Please join us this December 16th for the largest one-day political donation event in 
history. Our goal is to bring together 100,000 people to donate $100 each, 
creating a one day donation total of $10,000,000.

http://teaparty07.com/

----------


## Cyclic13

> Wait... are you saying that if we don't vote for Ron Paul, we're branded cattle?
> That sounds so incredibly ignorant I almost didn't want to type this.



Please elaborate why that statement sounds ignorant. He's been the only candidate to actually have the balls to stand up against the patriot acts, the national id card, and the illegally implemented federal reserve system and their self-imposed inflation tax, and income tax. All the other candidates on both sides are simply puppets in the federal reserve's back pockets.  Pretending to have differing views on unimportant issues ever-so-slightly, when their ultimate goals are the same. Establishment of a New World Order, and a one world government. People are beginning to see through that veil, because of their lack of taking a firm stance on anything important. They seem more worried about their numbers and obfuscating the truth rather than actually taking a stance enough to make real changes to the real blunders that exist because of Bush. 

The federal reserve has been using a simple rule of power which a large portion are just now starting to wake up to, with the availability and access to information on the internet. And, that rule is, Control the options: Get others to play the cards you deal. Such is the power of giving people a choice, or rather the illusion of one, for they are playing with cards you have dealt them. Give people options, allowing them to think they have a choice. When in actuality they fall right into a trap of your making. Most, if not all primary candidates of both the Democrats and the Republicans, are simply two sides of the same coin. Kerry and Bush both ADMIT they are in the same skull and bones secret society, and that doesn't even seem odd to most people. For people who are choosing between alternatives find it hard to believe they are being manipulated or deceived; they cannot see that you are allowing them a small amount of free will in exchange for a much more powerful imposition of your will. Simple rules of power...

How is what Ron Paul stands for a bad thing? He stands for upholding the constitution and freedom, and has taken a firm stance against the war and our now facist-like aggressive 'preemptive' foreign policies. The war was a mistake, and it's time we take responsibility for our mistakes instead of blindly choosing to ignore them any further.

You do actually realize we've been getting closer and closer to a communist and facist state than anything else, right?

Still don't think so?

----------


## Moonbeam

> I have to agree with Moonbeam that the economy is a hot topic right now. If there's a recession, though, both parties can use worsening conditions to their advantage. The Republicans can argue that the economy only began to tumble after the Democrats won the House and Senate, and the Democrats can blame it on the war and the tax cuts. The Republicans can argue that economic turmoil is a great reason to elect a stronger executive, while the Democrats can use it to rally support for their reform agenda.

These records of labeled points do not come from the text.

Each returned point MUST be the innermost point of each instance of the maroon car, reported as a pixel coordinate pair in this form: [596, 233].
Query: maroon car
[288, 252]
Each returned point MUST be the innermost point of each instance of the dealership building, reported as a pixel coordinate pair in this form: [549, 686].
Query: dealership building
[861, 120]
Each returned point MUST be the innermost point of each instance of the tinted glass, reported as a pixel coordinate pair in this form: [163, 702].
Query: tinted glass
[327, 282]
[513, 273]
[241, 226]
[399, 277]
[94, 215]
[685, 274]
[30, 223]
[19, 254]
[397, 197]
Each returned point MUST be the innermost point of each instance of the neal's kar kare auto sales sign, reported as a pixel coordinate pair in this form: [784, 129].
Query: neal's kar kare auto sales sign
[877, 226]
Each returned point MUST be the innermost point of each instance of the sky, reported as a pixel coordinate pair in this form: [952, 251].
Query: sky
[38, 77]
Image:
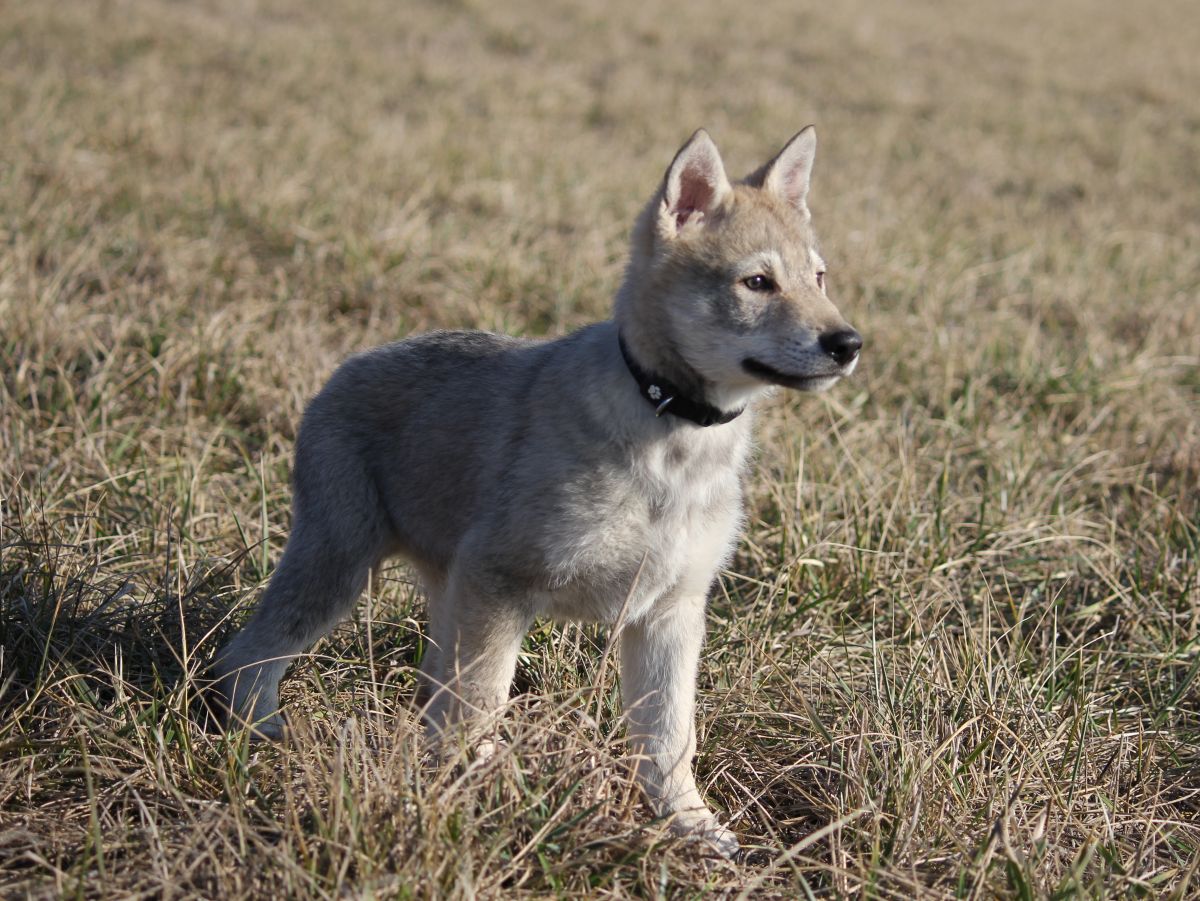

Maybe it would actually help Ron Paul.

----------


## Grod

> Please elaborate why that statement sounds ignorant. He's been the only candidate to actually have the balls to stand up against the patriot acts, the national id card, and the illegally implemented federal reserve system and their self-imposed inflation tax, and income tax. All the other candidates on both sides are simply puppets in the federal reserve's back pockets.  Pretending to have differing views on unimportant issues ever-so-slightly, when their ultimate goals are the same. Establishment of a New World Order, and a one world government.



Wait, what? 

Are you trying to say that the only important issues are about some new world order conspiracy? 

How are the issues differing in the political parties unimportant? Guliani wants pro choice abortion, most other rebulican canidates do not. Please tell me how a very important issue like this is unimportant.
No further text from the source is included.